Edit: my question may actually really come down to how I can use jQuery the way I want without losing my content script privileges on Chrome. If I do, I could use cross-origin XHRs on Chrome as well. Though I'd much rather get a solution that doesn't rely on that. Specifically since I'd like this solution if I get the script incorporated into the webpage, and not require it to be a content script/userscript.
Edit: I realized that the question is only about cross-site requests. Right now I have one of three ways to get the image blob, with the help of #chris-sobolewski, these questions and some other pages (like this), which can be seen in this fiddle. However, all of these require special privileges in order to run. Alas, since I'm running on a page with frames, because of a known defect in Chrome, I can't access the frames. So I can load a script into each frame by using all_frames: true, but I really want to avoid loading the script with every frame load. Otherwise, according to this article, I need to escape the sandbox, but then it comes back to privileges.
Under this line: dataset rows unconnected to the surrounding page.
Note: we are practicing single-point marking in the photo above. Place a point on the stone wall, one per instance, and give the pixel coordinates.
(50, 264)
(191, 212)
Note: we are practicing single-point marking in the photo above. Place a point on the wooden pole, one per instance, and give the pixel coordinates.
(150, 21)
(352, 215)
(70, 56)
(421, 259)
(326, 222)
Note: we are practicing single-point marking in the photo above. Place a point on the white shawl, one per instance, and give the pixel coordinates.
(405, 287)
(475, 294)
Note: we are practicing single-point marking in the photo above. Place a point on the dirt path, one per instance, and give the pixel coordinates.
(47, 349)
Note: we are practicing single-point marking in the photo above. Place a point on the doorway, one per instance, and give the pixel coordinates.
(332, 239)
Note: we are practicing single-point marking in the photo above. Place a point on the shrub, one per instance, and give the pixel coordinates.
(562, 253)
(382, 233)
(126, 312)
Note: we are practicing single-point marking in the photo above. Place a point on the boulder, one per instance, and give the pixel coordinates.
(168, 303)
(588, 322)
Since you are running on Chrome and Firefox, your answer is fortunately, yes (kind of).
function base64img(i){
var canvas = document.createElement('canvas');
canvas.width = i.width;
canvas.height = i.height;
var context = canvas.getContext("2d");
context.drawImage(i, 0, 0);
var blob = canvas.toDataURL("image/png");
return blob.replace(/^data:image\/(png|jpg);base64,/, "");
}
this will return the base64 encoded image.
from there you just call the function something along these lines:
image = document.getElementById('foo')
imgBlob = base64img(image);
Then go ahead and store imgBlob.
Edit: As file size is a concern, you can also store the data as a canvasPixelArray, which is width*height*4 bytes in size.
imageArray = context.getImageData( 0, 0 ,context.canvas.width,canvasContext.canvas.height );
Then JSONify the array and save that?